What is a hybrid cloud. Benefits, limitations and use cases
As the name implies, a hybrid cloud is hybrid i.e, it's a combination of both the private cloud and the public cloud. It is not a different cloud altogether. It's just that, both, the private and public clouds work together to meet our organization requirements. I mean, it offers the best of both the worlds.
For example, we can use the private cloud for security sensitive, business-critical operations like financial reporting, and, the public cloud for high-volume, lower-security needs such as web-based email.

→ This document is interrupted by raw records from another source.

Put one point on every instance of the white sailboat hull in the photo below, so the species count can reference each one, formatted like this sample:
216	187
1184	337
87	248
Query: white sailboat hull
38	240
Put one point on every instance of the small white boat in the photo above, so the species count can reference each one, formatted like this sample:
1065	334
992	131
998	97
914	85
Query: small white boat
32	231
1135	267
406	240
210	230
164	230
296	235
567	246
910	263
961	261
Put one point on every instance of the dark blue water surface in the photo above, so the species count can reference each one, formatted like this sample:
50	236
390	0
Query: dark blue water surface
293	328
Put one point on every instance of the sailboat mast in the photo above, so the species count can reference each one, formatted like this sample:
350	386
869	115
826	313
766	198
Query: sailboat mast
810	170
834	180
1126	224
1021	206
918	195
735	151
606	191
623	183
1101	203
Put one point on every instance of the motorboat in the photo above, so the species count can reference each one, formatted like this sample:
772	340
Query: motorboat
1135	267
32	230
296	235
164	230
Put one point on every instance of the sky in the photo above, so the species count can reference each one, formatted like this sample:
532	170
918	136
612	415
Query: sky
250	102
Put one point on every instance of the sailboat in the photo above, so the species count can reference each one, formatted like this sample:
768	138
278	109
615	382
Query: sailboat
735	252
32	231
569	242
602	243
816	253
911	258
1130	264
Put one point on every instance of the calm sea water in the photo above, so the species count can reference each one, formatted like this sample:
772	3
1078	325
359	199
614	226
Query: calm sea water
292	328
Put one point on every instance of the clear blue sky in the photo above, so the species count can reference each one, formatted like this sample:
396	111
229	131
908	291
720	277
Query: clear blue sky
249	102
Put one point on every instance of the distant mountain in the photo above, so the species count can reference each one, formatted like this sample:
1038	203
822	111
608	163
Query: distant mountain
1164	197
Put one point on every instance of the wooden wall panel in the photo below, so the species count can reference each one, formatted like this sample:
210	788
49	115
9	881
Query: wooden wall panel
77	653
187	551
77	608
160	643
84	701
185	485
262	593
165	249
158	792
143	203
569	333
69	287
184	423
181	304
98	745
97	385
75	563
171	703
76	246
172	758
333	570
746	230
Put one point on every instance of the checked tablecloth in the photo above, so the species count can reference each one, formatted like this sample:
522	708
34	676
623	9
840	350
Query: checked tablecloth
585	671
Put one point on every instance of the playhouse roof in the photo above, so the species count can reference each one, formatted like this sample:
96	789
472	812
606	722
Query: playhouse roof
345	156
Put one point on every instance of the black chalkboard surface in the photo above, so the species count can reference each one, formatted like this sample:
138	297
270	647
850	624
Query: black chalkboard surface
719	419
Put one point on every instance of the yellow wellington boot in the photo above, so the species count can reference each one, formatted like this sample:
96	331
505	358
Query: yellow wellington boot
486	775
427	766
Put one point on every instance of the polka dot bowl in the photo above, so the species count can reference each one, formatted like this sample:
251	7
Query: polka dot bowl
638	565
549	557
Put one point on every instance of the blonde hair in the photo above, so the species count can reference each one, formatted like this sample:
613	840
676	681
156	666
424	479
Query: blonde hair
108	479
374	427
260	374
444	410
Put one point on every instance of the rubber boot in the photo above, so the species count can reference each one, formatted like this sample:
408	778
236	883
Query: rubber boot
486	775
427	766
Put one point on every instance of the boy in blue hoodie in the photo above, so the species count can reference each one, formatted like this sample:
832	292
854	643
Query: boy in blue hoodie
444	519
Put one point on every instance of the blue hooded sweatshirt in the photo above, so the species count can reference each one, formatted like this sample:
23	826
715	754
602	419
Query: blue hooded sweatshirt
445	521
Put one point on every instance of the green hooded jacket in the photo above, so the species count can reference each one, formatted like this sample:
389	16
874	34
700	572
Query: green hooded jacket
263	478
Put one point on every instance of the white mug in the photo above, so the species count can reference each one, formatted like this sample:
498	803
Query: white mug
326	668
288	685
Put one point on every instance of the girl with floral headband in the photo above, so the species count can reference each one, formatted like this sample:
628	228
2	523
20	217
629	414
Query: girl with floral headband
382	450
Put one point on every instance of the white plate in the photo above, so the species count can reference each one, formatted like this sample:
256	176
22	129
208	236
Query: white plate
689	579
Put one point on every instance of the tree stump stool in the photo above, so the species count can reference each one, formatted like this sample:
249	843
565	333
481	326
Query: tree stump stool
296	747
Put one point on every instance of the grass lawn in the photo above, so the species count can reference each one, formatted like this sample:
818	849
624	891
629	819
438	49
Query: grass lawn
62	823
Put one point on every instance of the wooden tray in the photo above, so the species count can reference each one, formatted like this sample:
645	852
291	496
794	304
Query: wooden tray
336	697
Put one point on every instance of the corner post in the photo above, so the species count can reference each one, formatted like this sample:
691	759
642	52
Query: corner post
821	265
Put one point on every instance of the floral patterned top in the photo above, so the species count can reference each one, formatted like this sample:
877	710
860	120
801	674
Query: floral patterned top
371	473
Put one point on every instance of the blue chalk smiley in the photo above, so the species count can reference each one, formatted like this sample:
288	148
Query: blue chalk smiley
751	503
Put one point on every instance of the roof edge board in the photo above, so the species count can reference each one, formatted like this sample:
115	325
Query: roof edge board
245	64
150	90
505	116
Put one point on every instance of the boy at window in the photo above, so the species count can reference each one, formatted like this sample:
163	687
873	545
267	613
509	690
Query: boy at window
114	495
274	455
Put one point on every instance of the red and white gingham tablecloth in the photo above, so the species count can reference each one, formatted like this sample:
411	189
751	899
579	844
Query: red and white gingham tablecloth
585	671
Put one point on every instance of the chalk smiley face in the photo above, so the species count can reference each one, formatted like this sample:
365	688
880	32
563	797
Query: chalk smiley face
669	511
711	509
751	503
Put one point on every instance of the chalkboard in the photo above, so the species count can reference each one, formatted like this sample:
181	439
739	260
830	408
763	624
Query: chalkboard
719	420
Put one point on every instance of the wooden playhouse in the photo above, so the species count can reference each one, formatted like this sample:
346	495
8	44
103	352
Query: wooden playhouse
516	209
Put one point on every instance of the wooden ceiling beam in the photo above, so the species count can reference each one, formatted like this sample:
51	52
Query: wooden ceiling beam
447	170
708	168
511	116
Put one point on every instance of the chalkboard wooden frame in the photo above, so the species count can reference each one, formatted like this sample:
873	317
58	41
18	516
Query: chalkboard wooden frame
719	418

In a hybrid cloud, we have a concept called cloud bursting. This sounds like a fancy technical term, but all it means is the following. You have an application or a service. To start with, it's hosted and running in your private cloud. The application continues to run in your private cloud until there is a spike in the demand. When there is a spike in demand, "burst through" to the public cloud to tap into the additional computing resources provided by the public cloud. When the spike in demand subsides, you scale down just to your private cloud and no longer use the public cloud resources.
If you are wondering, why will there be a sudden spike in demand. Well, there are number of reasons. May be you are launching a new business or product line. Seasonal events like online christmas shopping or tax filing for example, may aslo increase the traffic to your application or service.
With private cloud you only have so much physical infrastructure. How much you can scale up, depends on that physical infrastructure. Beyond certain point, if you want to scale up, you have to buy additional hardware, which is not only expensive but also time consuming to procure and setup. When the spike in demand subsides, we are no longer using this additional infrastructure.
Benefits of hybrid cloud
- Best of both the worlds - The obvious benefit is, a hybrid cloud provides, best of both the worlds ie. private and public clouds.
- Better Control - With the hybrid cloud, you have better control on what runs where. For example, you can use the private cloud for security sensitive apps and the public cloud for thos apps that have high-volumes of traffic, but not that security sensitive.
- Cost-effective – With the hybrid cloud, you only use public cloud resources when you need them i.e when there is a spike in demand, you burst through to the public cloud to use that additional computing power provided by the public cloud. When the demand subsides you scale down just to your private cloud.
Limitations of hybrid cloud
- Low visibility and control - Just like a public cloud, even in a hybrid cloud, you don't have much visibility and control over infrastructure that is owned by the public cloud service provider.
- Additional complexity - Integrating private cloud with public cloud introduces additional infrastructure complexity. Also, it invloves, considerable effort, time and complexity to maintain and evolve these 2 different types of clouds as the organization needs change.
- Compliance and legal risks - Since you don't have much visibility and control over public cloud infrastructure, you are relying on the cloud service provider to protect data and adhere to local and international regulations. Your company may still be liable, if the cloud service provider, fails to live up to the task and if there is a data breach.
- Cost concerns - If you use the public cloud resources for a along time, the overall price tag may be higher than what you anticipated.
When to use hybrid cloud
Hybrid cloud provides, best of both the worlds - i.e private and public clouds. For example, you are an IT company and provide services to 2 different sets of clients. For, one set of clients, security is not a massive concern. They just want to scale up and down at will. For these clients you can use the public cloud resources. For the other set of clients, security is the most important thing and they want to have complete and rigorous control over the cloud infrastructure. For these clients, you can use the private cloud resources. So the point that I am trying to make is, a hybrid cloud allows you to switch between different delivery models depending on your clients security and scalability requirements.